Пчёлкин спрятал платье в шкаф и подошёл к Юле. Её выписали через две недели после того страшного дня, который едва не разделил их жизнь на “до” и “после”. Фролова лежала на диване и смотрела «Санту-Барбару». Она не особо следила за событиями сериала, но иногда он помогал расслабиться, служа своеобразной «жвачкой для мозгов».
— Привет.
— Вить, почему он не шевелится? — Юля обеспокоенно прикладывала и убирала руку от живота. — Уже восемнадцатая неделя…
— Хорошо, а на какой должен?
— С 17 по 19.
— И в чём смысл паники? Ещё одна неделька есть. Если тебя это сильно тревожит, мы можем пойти к врачу на внеплановый приём. Но я больше чем уверен, что ты себя накручиваешь, и в этом… — Витя замолчал, потому что Юля вдруг просияла.
— Вить, он нас услышал…
— Может, она, между прочим. С чего ты взяла, что пацан будет? Стоп, ты о чём?..
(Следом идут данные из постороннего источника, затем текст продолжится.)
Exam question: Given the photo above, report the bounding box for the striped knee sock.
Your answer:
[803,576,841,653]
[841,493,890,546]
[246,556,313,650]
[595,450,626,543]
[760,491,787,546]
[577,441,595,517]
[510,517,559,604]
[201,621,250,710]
— Он пошевелился. Я это отчётливо почувствовала, — лихорадочно повторяла Юля. — Я это знаю, это было!
Витя наклонился к животу.
— Ну здравствуй, малыш. Поздоровайся со мной теперь, пожалуйста.
Он хотел сам лично прочувствовать этот трепетный миг, чтобы убедиться, что Юле не показалось. Он лежал, приложив голову к постепенно растущему пузу, терпеливо ждал и дождался.
— Я ещё читала, что после двадцатой недели, когда родители разговаривают с малышом, он слышит. Он способен откликаться на прикосновения. То есть если приложить руку к животу, он также прикладывает в ответ.
Оставаться скупым на эмоции в столь милый момент оказалось невозможным для Вити. Он поцеловал пузо, положил голову на плечо Юли и прошептал ей на ухо:
— Ты сделала меня самым счастливым человеком на свете.
— А ты — меня. Мы оба были посланы друг другу, чтобы познать вкус счастья.
«Но как долго мы будем испытывать его?..» — Эта мрачная по своему оттенку мысль немного поубавила радости Вити. Но лишь на секунду. Он вновь почувствовал шевеление крохи и вернулся в красочный мир грёз, связанных с созданием новой ячейки общества.